In my game there is a memory leak, I can see in the task manager that the memory is building up.
It goes from 400mb to 600mb in my test play (it can goes higher if I play longer), and I can’t figure out the reason.
There is no scene change in my game, it is seamless open world. And it uses multithreading to process lots of data.
But I destroy texture and sprite, I set array and list to null, I dispose NativeArray, I even use Resources.UnloadUnusedAssets() and GC.Collect().
Nothing works.
What else can I do?
Does this mean something is still using the data?
Use the memory profiler:
https://docs.unity3d.com/Packages/com.unity.memoryprofiler@1.0/manual/index.html
I have tried it.
There are lots of data in my game, so It took a very long time to open the memory snapshot.
I compared too snapshots but still couldn’t figure out what causes the memory leak.
There are lots of new data but also lots of data that no longer exist, so I can’t tell which data type has memory increase.
Unity tells us to compare the scene and an empty scene. But it seems pointless in my case. The memory leak happens within the scene, instead of between scenes.
Try to not destroy anything when possible, creating a new of anything can cause the build up and also delay the game to create new resource in memory when is needed again and delay more when the garbage collector kicks in.

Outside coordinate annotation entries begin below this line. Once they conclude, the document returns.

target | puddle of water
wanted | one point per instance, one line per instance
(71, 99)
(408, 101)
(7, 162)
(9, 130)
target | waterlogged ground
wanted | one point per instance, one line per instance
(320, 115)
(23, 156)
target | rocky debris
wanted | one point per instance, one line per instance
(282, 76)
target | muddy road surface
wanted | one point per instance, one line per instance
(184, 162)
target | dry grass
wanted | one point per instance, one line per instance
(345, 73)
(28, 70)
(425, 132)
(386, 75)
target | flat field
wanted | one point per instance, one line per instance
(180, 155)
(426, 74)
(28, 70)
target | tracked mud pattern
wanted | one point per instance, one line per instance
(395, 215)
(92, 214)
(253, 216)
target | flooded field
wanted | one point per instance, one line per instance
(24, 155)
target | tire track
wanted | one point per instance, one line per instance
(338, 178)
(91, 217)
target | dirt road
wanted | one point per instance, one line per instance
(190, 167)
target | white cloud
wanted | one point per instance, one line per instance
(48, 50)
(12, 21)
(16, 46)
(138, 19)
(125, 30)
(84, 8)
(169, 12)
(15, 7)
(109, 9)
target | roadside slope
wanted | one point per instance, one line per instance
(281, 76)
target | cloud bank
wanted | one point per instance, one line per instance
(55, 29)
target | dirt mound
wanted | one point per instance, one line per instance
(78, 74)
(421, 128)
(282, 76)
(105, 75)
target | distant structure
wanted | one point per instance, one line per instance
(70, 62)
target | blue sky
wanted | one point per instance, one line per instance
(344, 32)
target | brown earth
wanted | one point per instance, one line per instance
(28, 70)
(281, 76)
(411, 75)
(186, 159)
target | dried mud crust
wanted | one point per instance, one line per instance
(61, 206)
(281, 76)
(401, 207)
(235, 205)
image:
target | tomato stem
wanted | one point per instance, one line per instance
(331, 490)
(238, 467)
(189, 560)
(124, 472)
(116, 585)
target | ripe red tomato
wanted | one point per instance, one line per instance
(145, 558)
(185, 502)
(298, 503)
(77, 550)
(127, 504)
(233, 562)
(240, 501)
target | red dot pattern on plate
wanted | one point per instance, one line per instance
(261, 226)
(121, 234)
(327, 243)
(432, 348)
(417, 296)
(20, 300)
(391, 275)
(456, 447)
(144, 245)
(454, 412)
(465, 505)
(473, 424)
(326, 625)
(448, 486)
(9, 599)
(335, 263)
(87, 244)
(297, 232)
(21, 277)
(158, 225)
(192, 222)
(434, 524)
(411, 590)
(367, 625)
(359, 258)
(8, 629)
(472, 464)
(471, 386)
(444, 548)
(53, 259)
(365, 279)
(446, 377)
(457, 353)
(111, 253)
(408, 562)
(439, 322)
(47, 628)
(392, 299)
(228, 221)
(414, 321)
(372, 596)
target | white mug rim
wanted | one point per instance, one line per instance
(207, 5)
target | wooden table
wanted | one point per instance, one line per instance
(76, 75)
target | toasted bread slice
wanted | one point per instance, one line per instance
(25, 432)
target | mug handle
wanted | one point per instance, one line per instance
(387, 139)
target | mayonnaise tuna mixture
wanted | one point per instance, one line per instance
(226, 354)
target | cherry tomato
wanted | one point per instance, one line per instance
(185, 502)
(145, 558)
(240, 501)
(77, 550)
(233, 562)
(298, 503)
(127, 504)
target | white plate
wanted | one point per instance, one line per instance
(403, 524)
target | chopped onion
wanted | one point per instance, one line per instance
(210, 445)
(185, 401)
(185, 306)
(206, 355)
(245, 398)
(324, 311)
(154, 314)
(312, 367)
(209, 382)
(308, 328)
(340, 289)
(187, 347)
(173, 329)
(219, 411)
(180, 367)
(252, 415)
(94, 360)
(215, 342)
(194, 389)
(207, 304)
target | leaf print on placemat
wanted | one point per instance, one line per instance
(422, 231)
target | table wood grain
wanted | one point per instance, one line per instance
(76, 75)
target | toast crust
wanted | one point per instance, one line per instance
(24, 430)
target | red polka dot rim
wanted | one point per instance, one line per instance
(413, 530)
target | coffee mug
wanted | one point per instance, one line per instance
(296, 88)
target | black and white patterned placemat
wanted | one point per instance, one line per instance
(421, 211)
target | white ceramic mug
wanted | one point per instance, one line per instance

That is why pooling is so important.
E.g. set a global Texture2D or Rendertexture, create it and assign to it as needed. Avoid any new constructor when possible and make sure to clean all render textures, note rendertexture cleaner is different than the temporary rendertexture clean function
Also try disable each script during play time and see if one of them stop the build up
Just using the data wont increase RAM, you probably have some code that constantly creates a new structure that likely causes the issue.
Ideally the optimal is to never use the “new” function during run time, when possible. Even better is to design the game structures based on this from begining.
Taking two snapshots in quick succession (but at enough of an interval to fit the rythm at which your memory grows) and comparing those is also valid.
If you see anything that’s new that you would not expect to see new, check if the old stuff of the same type* is still around and why.
- With >1.0.0 version of the package you can toggle on “Show Unchanged”. You can capture with or import snapshots from older Unity versions into an empty Unity 2022.2+ project with the 1.0.0 version of the package.